Who Stole the Scent?


Don’t bother to bury your face in a bouquet of store-bought flowers expecting to inhale aromas to delight your nose. Not with today’s flowers, anyway. 
Commercial flowers are a feast for the eyes, but not the nose. In the quest for longer shelf life, more vibrant color, and bigger blooms, scent got left behind. Not that lack of scent stops me. Old habits die hard and every time I’m around a bouquet of flowers, I dump my nose in expecting to smell something good. 

Not.

As usual, messing with nature has its dark side because scent plays a major role in the cycle of life. All those acres of land devoted to growing scentless flowers means there’s lots of pollinators (bees, moths, hummingbirds, etc.) who are no longer attracted to the flowers because they can’t smell them.
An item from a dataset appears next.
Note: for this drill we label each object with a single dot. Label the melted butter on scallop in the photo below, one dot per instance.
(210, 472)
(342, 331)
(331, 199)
That’s not good because the pollinators need the flowers‘ nectar and the flowers need the pollinators.
   
Thus, the disappearing “scent trail” isn’t a good thing for farmers and others who depend on farming for a living. 

Makes me think re-scenting flowers would be a win-win-win: I could enjoy the scent when I stick my nose in a bouquet, bees could find the flowers, and farmers would have healthy, pollinated plants. 

All of which makes me vote in favor of flowers with a shorter shelf life and longer scent life.